The (some might say integral) presence of Nazis throughout The Sound of Music escaped me. I knew there was much tutting over some flags, and that the family had to run away from the ‘police’ at the end. But that was as far as I got. I was also sad that Rolfe blew his whistle (because, for whatever reason, that meant he’d dumped Liesl) and kind of intrigued that they planned to walk to a whole other country at the end. But I was confident Maria would make everything fun with all her singing.
I remember watching the hooker fairy tale Pretty Woman at a slumber party back in primary school, where we must’ve had such a scant understanding of the storyline it became nothing more than a series of shots of a lady going shopping, interspersed with a massive bubble bath and the occasional horse. It was a few years later before I realised the colourful strip of plastic Julia Roberts pulled from her boot were condoms, and a couple more before I understood the particular appeal of that piano solo.
Presumably long before the availability of ESPN on UK tv, my dad decided to show us the Snipes/Harrelson mashup White Men Can’t Jump one weekend, because my little brother was really into basketball. This proved something of an error on his part, as he proceeded to fast forward through three quarters of the film at the first sniff of a sex scene, while instructing us not to tell our mum we’d watched it.
In 1950’s high school romp Grease, I knew Rizzo wasn’t pregnant when she jumped off the ferris wheel screaming ‘I’m not pregnant!’. But I was oblivious to the entire unprotected sex conversation that preceded it. (Not to mention the references to nose jobs, hookers, gang bangs and chicks creaming throughout.) Looking back, Kenickie says he’s had his ’25-cent insurance policy’ since the seventh grade. Since he is roughly 45 by the time they graduate, is it any wonder the condom perished?
Despite Dickie’s kindly face and patient explanation on the Jurassic Park tour, I didn’t get the science behind it one little bit.
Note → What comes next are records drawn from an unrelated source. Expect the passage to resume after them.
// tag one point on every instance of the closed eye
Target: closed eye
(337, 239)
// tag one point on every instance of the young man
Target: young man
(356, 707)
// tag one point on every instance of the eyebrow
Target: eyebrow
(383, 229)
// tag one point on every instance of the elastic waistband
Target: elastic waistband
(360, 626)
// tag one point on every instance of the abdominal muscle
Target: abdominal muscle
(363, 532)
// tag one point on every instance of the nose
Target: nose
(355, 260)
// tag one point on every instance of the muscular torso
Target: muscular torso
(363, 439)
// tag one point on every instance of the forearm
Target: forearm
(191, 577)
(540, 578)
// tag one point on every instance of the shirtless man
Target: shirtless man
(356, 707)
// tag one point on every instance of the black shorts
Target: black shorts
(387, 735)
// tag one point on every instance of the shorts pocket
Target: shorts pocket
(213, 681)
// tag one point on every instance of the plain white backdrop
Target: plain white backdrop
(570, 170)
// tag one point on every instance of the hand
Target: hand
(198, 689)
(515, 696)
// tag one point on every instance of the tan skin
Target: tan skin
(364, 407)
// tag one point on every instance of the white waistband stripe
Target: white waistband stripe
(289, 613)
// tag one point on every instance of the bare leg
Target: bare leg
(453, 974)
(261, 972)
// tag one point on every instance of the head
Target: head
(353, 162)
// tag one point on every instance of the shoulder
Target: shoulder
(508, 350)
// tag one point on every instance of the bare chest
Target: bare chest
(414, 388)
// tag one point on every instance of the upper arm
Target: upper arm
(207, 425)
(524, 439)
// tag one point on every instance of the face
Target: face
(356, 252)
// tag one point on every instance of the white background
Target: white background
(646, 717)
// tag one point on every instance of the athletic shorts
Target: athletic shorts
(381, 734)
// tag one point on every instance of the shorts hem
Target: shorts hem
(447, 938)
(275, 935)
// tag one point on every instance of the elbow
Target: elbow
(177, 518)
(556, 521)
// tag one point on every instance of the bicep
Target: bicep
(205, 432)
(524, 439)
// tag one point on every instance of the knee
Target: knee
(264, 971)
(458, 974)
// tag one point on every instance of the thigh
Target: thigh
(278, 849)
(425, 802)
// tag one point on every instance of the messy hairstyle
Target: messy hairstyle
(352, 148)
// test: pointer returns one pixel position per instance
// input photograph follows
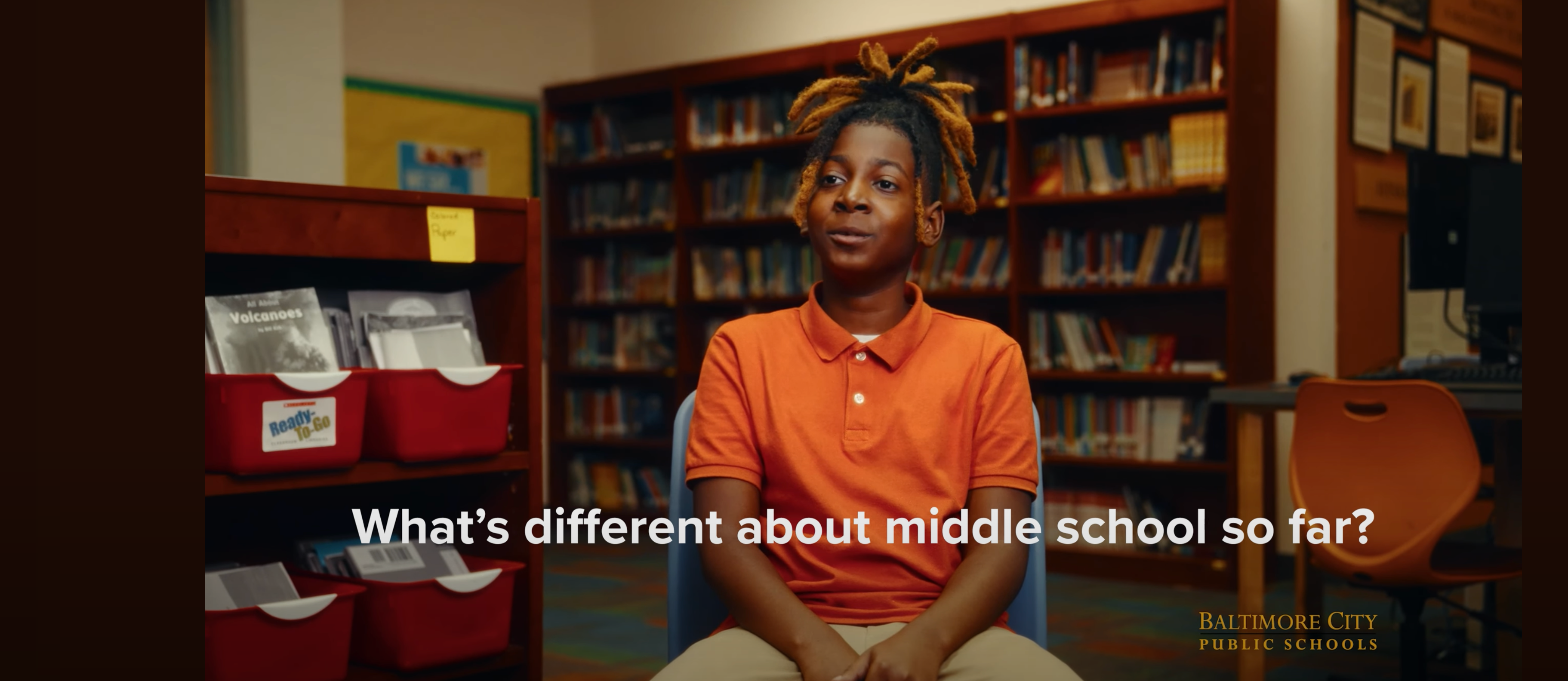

Moreover, I was perpetually confused by the fact that, despite the writers obviously possessing the know how to breed dinosaurs, they chose to make a film about it instead of, you know, building an actual theme park. Which I would’ve forced my parents to sell their house in order to take us to. (Naïve maybe, but I was smart enough to realise the mean lawyer guy was joking about having a coupon day.)
The list is pretty extensive. The talking sperm at the beginning of Looks Who’s Talking, the endless vibrator references in Parenthood, the unorthodox approach to ceramics making in Ghost. I didn’t realise that ginger orphan Annie’s parents were dead, but I also couldn’t comprehend why she refused an offer to go live with someone who could buy out an entire cinema on a whim. I had no clue what Suffragette Mrs Banks was up to in Mary Poppins, and concluded that she was just a bit weird. And although I used to watch Monty Python and the Holy Grail weekly, battered copy of the screenplay in hand, it never failed to piss me off when the police car turned up at the end. Presumably because I wanted it to be real. I still do.
Which films did you adore as a kid, if not entirely understand?